El niño había perdido toda esperanza de encontrar el camino de vuelta. Su madre le había advertido, mientras tendía la ropa en el patio, que se perdería. Claro que el niño esto no lo escuchó. Estaba más pendiente de encontrarse a sí mismo que de perderse. Si el niño hubiera tomado aquel estrecho sendero, habría visto las luces y a sus hermanos dándose tortazos antes de cenar. La noche apenas había llegado y el niño ya estaba perdido. Se había desorientado cerca del pozo, que no era más que una mancha negra, más negra, incluso, que la noche. Frío no tenía el niño, pero hambre sí. El niño miró a la luna. Parecía de tela y, si no fuera porque estaba muy alta, la habría tocado con su manita. No quería llorar el niño porque temía que lo oyese algún monstruo, aunque siempre le decía la madre que los monstruos solo existen en los cuentos, pero el niño había visto alguna vez de lo mucho que eran capaces los mayores y algunos niños. Cerca del pozo estaba la casa, recordaba el niño. Tendría que encontrar el camino solo. Pensó si le oiría antes mamá que el monstruo y no quiso arriesgarse. Su madre le había dicho por la mañana que estaba hecho todo un hombrecito.

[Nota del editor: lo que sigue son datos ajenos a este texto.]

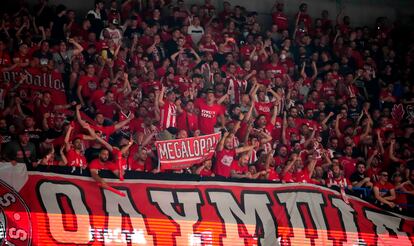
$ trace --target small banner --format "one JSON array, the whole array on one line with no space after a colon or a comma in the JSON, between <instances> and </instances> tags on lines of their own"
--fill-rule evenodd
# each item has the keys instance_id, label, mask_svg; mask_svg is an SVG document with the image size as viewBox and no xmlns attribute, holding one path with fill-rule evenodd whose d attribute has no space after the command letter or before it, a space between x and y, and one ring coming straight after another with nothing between
<instances>
[{"instance_id":1,"label":"small banner","mask_svg":"<svg viewBox=\"0 0 414 246\"><path fill-rule=\"evenodd\" d=\"M214 133L155 142L161 170L180 170L212 158L220 136Z\"/></svg>"}]
</instances>

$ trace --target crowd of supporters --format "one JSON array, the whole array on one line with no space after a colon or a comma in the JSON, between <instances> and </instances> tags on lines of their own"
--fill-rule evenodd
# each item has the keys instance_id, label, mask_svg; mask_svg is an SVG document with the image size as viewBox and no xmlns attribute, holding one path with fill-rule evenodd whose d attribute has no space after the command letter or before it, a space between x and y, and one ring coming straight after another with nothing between
<instances>
[{"instance_id":1,"label":"crowd of supporters","mask_svg":"<svg viewBox=\"0 0 414 246\"><path fill-rule=\"evenodd\" d=\"M310 16L306 3L288 16L280 2L260 24L210 2L3 11L1 159L89 169L106 185L100 170L164 172L156 140L221 132L213 159L173 172L320 184L412 208L412 29L385 17L354 26L346 10ZM34 74L64 93L33 89Z\"/></svg>"}]
</instances>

El niño miró el fondo negro del pozo. Se podía oír el murmullo del agua subterránea.
Sintió que alguien venía.
Si cerraba los ojos estaría más oscuro que la noche, así que el niño los abrió.
Una sombra se acercaba.
―Venga, niño tonto, vamos a casa —dijo el hermano.
El niño se echó a llorar entonces, mientras se alejaba del pozo negro.
―No le digas a mamá que lloré ahora que soy un hombre—dijo el niño.
El hermano no le respondió y el niño recibió agradecido el coscorrón que le daba.